Nvidia would be nearly a $20 trillion company at $800 per share.
Nvidia (NVDA -0.12%) has been one of the best-performing stocks in recent years, with its price up more than 1,000% since 2023 and around 250% since 2024. However, one Wall Street analyst believes that Nvidia still has plenty of room to soar.
Phil Panaro of the Boston Consulting Group thinks that the stock could reach $800 per share by 2030, representing a 370% increase from current levels. Considering that it’s already the world’s largest company, that’s a bold call.
But is this $800 price target realistic? Let’s back-calculate the numbers to find out.
Nvidia headquarters. Image source: Nvidia.
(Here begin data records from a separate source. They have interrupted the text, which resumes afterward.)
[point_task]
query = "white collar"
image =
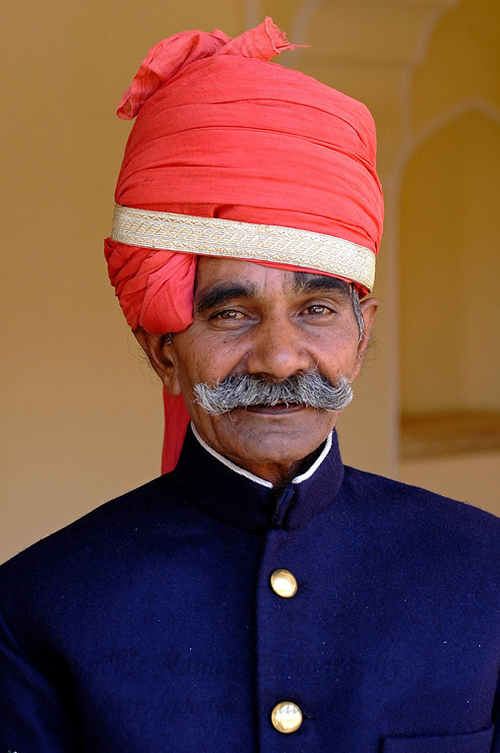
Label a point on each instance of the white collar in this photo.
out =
(256, 479)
Nvidia forecasts monster growth for data centers
Nvidia makes graphics processing units (GPUs) alongside other hardware and software that support them. Although originally designed to process gaming graphics, GPUs are incredibly useful for any task that requires a significant amount of computing power.
GPUs can process multiple calculations in parallel, which allows them to excel at these complex tasks. They have been widely used in processing engineering simulations, drug discovery, cryptocurrency mining, and their largest assignment to date: training and processing AI models.
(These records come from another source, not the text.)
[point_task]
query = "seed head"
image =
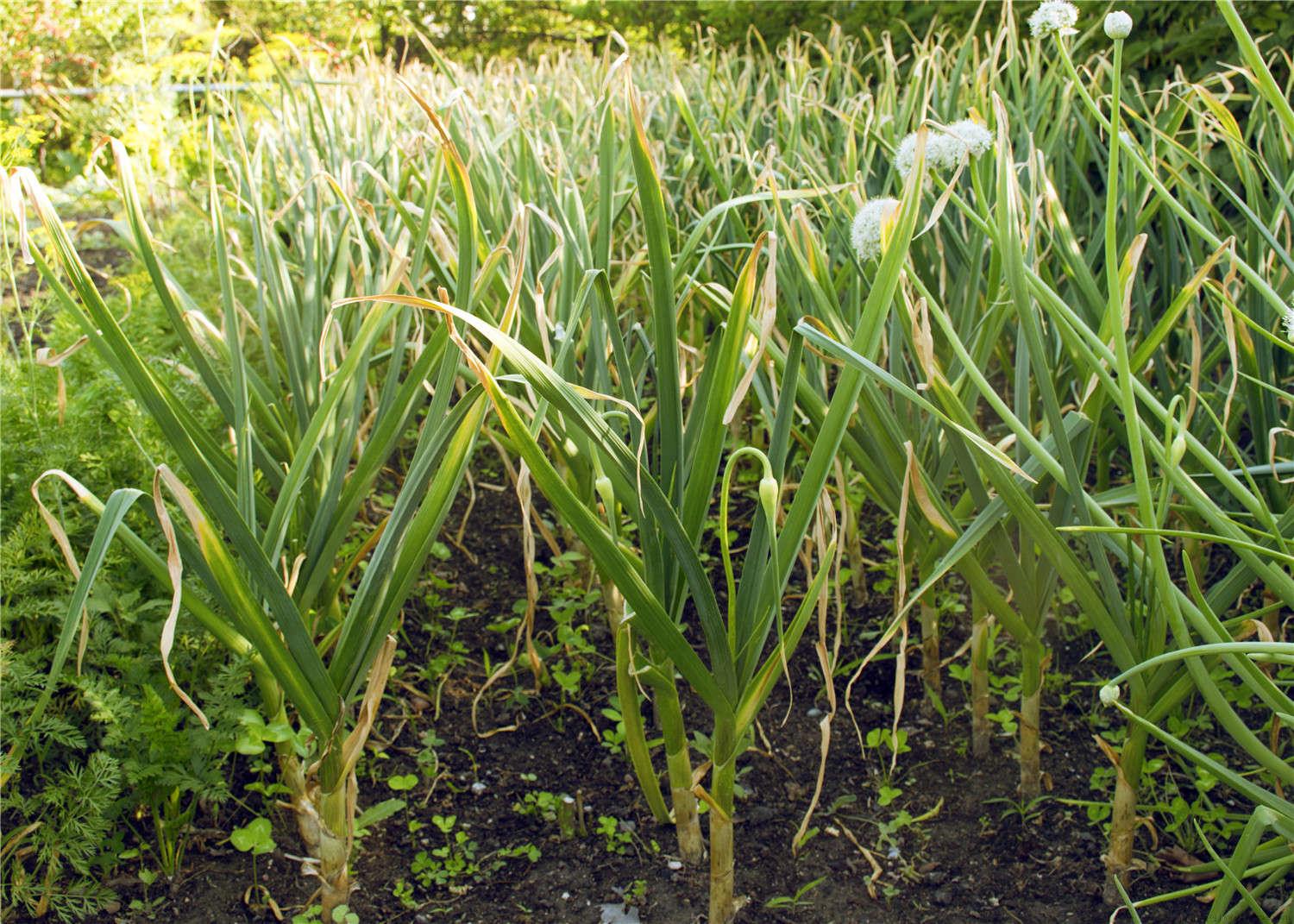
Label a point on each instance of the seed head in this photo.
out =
(945, 148)
(869, 224)
(1052, 16)
(1118, 25)
(976, 137)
Nvidia sells most of its GPUs to AI hyperscalers, which then place them in data centers to create powerful computing clusters. Its revenue growth has been impressive, but it’s nowhere near done expanding.
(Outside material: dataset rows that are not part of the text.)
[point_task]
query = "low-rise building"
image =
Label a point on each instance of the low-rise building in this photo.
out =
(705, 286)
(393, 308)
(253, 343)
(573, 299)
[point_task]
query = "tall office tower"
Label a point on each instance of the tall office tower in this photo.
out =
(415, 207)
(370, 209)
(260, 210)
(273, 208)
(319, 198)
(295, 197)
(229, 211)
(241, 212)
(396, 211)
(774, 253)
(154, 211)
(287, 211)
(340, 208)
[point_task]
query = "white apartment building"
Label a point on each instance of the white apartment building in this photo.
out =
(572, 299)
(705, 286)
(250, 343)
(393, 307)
The company likes to cite third-party research that shows data center capital expenditures (capex) were $400 billion in 2024 and are expected to increase to $1 trillion by 2028. Considering that the chipmaker generated $115 billion in data center revenue during fiscal 2025 (which encompasses most of 2024), it captured nearly 30% of total spending on it.
NVDA Revenue (TTM) data by YCharts; TTM = trailing 12 months.
Should this $1 trillion projection come to fruition and Nvidia maintains a 30% market share, that would mean it will generate $300 billion in revenue. Over the past 12 months, the company has $149 billion in revenue, indicating about 100% growth if the projection comes true. That’s far shy of the 370% growth needed to turn it into an $800 stock, as Phil Panaro projects, but it’s still strong and market-beating growth.
But Panaro’s call isn’t for 2028, it’s for 2030. So we need to look beyond the projection that Nvidia is citing.
Even an extended time frame doesn’t get Nvidia to $800
The global data center capex figure cited by Nvidia in its 2025 GTC event indicates a compound annual growth rate of 26%. If the data center industry can maintain that growth rate for two extra years until 2030, projected capex would reach nearly $1.6 trillion.
If the company can maintain its 30% market share, its revenue would be $473 trillion, indicating 217% growth. This clearly falls short of the 350% Nvidia would need to achieve the $800 price target that Panaro has assigned to the stock.
As a result, I don’t think the chipmaker can reach Panaro’s target within his specified time frame. Still, these calculations have shown that if the data center capex projections are met over the next few years — and Nvidia maintains its market share dominance — it can be an incredibly strong performer, delivering market-crushing returns.
That makes it a solid stock to buy now, and I think investors would be wise to add Nvidia shares over the next few months.